O "Nosorożcu" w Teatrze Dramatycznym
W Teatrze Dramatycznym na otwarcie sezonu 1961/62 została wystawiona sztuka Eugeniusza Ionesco "Nosorożec",w przekładzie Adama Tarna,reżyserii Wandy Laskowskiej,i oprawie scenograficznej Andrzeja Sadowskiego. Jest to już druga sztuka tego autora grana w Teatrze Dramatycznym,gdyż przed czterema laty oglądaliśmy w Sali Prób "Krzesła" Ionesco,w wykonaniu dwojga wybitnych aktorów,Mikołajskiej i Świderskiego. Jan Swiderski,gra również w "Nosorożcu" główną rolę. O sztuce i jej interpretacji w Teatrze Dramatycznym mówi:
"Nosorożec" jest komedią o sprawach,żywo obchodzących nas wszystkich. Ionesco wspomniał w jednym z wywiadów,że pisząc "Nosorożca" myślał o hitleryzmie. Bardzo sugestywnie,poprzez szereg indywidualnych przypadków,pokazał też mechanizm szerzenia się ideologii faszystowskiej w społeczeństwie mieszczańskim. Niestety,problem ten dotyczy nie tylko przeszłości: narastanie neohitlerowskich nastrojów w Niemczech zachodnich nadaje zagadnieniom "Nosorożca" palącą aktualność.Chciałbym może dodać,że w naszym przekonaniu sztuka ta jest tylko pozornie pesymistyczna. Berenger bowiem nie i tylko nie kapituluje i nie chce kapitulować,ale po prostu nie potrafi stać się nosorożcem - jest to przeciwne całej jego ludzkiej naturze. W tym,jak sądzę,kryje się rzeczywisty humanizm sztuki Ionesco.
- Interesuje nas również proces Waszej pracy nad rolą Berengera.
- Nie chciałbym powtarzać swego credo aktorskiego. Skoro jednak poruszamy to zagadnienie,podkreślam,że uważam sztukę aktorską z natury rzeczy za sztukę realistyczną. Nawet jeśli chodzi o role w dramatach autorów awangardowych,do jakich zalicza się Ionesco.
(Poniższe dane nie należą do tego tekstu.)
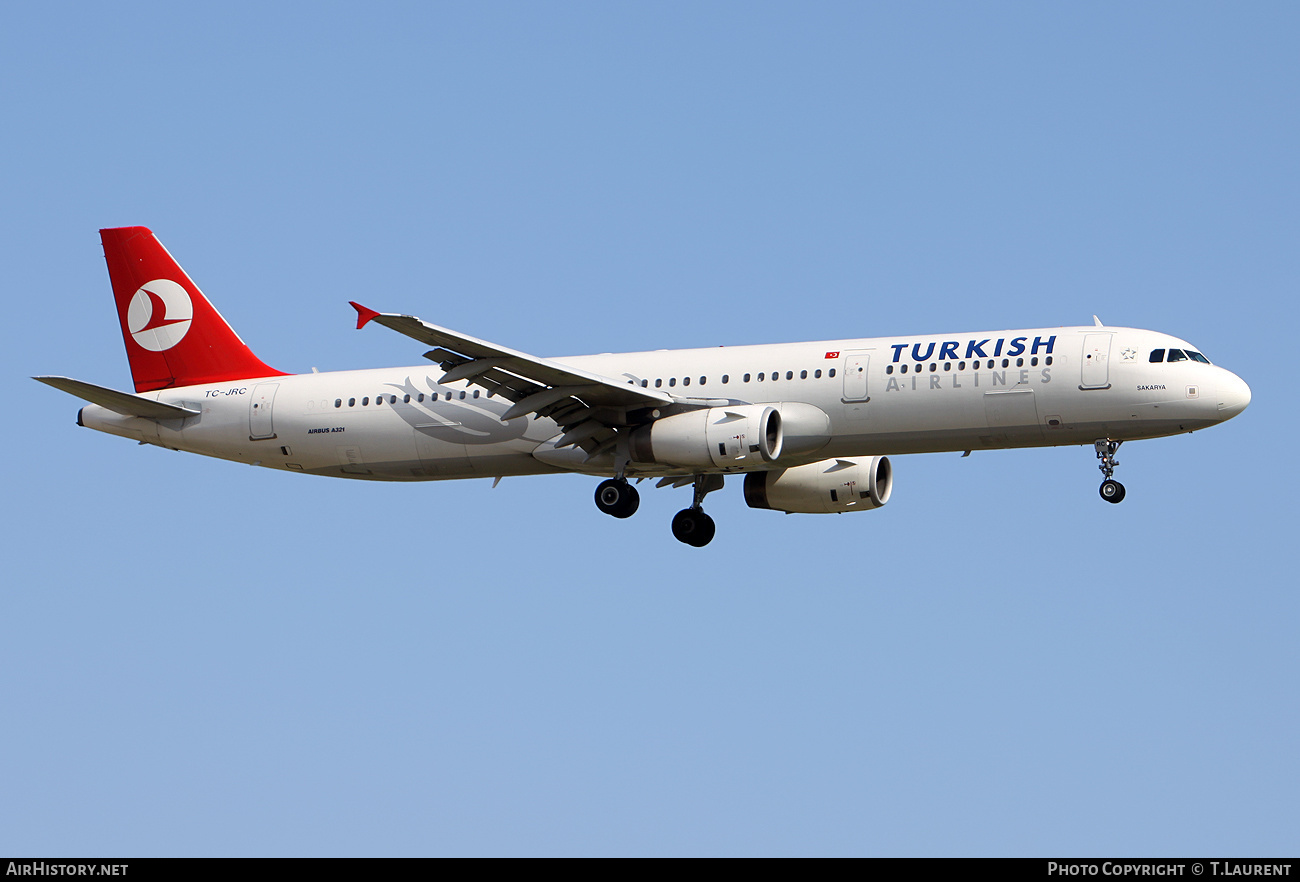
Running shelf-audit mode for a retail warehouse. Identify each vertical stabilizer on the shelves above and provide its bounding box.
[99,226,286,392]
Aktor może grać tylko człowieka,z ludzką fizycznością i ludzką psychiką. Poprzez prawdziwe ukazanie człowieka przekazujemy myśli autora i ideę dramatu. Metoda pracy nad rolą jest zawsze ta sama - bez względu na rodzaj i styl dramatu. Pokazać człowieka z jego pełną indywidualnością a równocześnie; typowego,takiego o którym widz mógłby powiedzieć "znałem takiego lub podobnego człowieka" - oto ideał do którego zmierzamy. Należy jednak pamiętać,że każda nowa rola kryje w sobie odmienne trudności wynikłe ze struktury dramatu. W "Nosorożcu" główny bohater jest postacią nieaktywną. Zmienia się otoczenie,akcja rozwija się poza bohaterem sztuki - on sam trwa niezmieniony. Stwarza to specyficzne trudności warsztatowe. W tej roli nie dane mi jest korzystać z przywileju zmieniania się w działaniu,nie Berenger wpływa na akcję - na "dzianie się". On,w otoczeniu które stacza się ku zezwierzęceniu,trwa jedynie przy swoim człowieczeństwie.
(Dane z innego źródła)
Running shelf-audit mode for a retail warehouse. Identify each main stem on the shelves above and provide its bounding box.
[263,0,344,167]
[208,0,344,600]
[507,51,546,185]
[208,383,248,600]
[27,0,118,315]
- Ponieważ należycie do czteroosobowego kierownictwa artystycznego Teatru Dramatycznego,czy możecie nam powiedzieć,jak przedstawiają się plany repertuarowe na najbliższy okres?
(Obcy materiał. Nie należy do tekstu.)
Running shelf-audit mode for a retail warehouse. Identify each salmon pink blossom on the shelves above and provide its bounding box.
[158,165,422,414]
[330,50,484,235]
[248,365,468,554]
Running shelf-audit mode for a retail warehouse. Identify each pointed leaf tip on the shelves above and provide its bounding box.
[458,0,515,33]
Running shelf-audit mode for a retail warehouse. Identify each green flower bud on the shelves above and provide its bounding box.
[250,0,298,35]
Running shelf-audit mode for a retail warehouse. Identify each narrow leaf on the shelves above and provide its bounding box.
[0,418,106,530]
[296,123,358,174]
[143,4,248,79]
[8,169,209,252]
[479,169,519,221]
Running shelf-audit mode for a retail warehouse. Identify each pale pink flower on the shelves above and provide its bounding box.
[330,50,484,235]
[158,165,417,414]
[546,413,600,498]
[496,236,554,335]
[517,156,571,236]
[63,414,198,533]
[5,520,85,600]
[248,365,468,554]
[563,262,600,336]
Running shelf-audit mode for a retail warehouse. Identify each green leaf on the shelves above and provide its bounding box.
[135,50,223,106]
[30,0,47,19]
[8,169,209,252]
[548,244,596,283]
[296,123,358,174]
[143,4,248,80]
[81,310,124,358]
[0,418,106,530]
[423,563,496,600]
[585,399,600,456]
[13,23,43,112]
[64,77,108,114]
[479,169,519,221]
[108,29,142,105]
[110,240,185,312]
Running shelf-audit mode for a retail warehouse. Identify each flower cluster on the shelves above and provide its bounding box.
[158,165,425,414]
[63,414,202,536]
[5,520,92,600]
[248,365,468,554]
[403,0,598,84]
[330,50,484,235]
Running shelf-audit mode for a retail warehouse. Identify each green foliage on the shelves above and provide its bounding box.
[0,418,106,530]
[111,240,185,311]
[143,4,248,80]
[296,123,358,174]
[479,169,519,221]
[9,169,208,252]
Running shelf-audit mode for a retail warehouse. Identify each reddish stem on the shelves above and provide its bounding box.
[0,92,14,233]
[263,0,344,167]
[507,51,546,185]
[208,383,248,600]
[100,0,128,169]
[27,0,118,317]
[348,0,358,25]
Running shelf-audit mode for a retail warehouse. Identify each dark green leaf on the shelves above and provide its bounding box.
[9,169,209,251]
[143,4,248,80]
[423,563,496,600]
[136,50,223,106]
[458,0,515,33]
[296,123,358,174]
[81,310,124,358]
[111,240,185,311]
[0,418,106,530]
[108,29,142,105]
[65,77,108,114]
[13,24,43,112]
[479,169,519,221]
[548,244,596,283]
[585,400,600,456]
- Po "Nosorożcu" na dużą scenę teatru wejdzie "Ożenek" Gogola w mojej inscenizacji. Z kolei w inscenizacji Ludwika Rene ukaże się adaptacja sceniczna powieści Roberta Penn Warrena "Gubernator",ciekawie pokazująca kulisy kariery wielkich polityków amerykańskich. W dalszych planach przewidujemy antykapitalistyczną "operę banku prywatnego" - "Frank V" Durrenmatta. Będzie to już czwarta sztuka tego pisarza na naszej scenie. W Sali Prób najbliższą premierą będzie "Indyk" Mrożka. Potem pokażemy nową sztukę Tadeusza Różewicza "Grupa Laokoona",ukazującą zjadliwie snobizmy estetyczne i chaos myślowy części naszego środowiska artystycznego.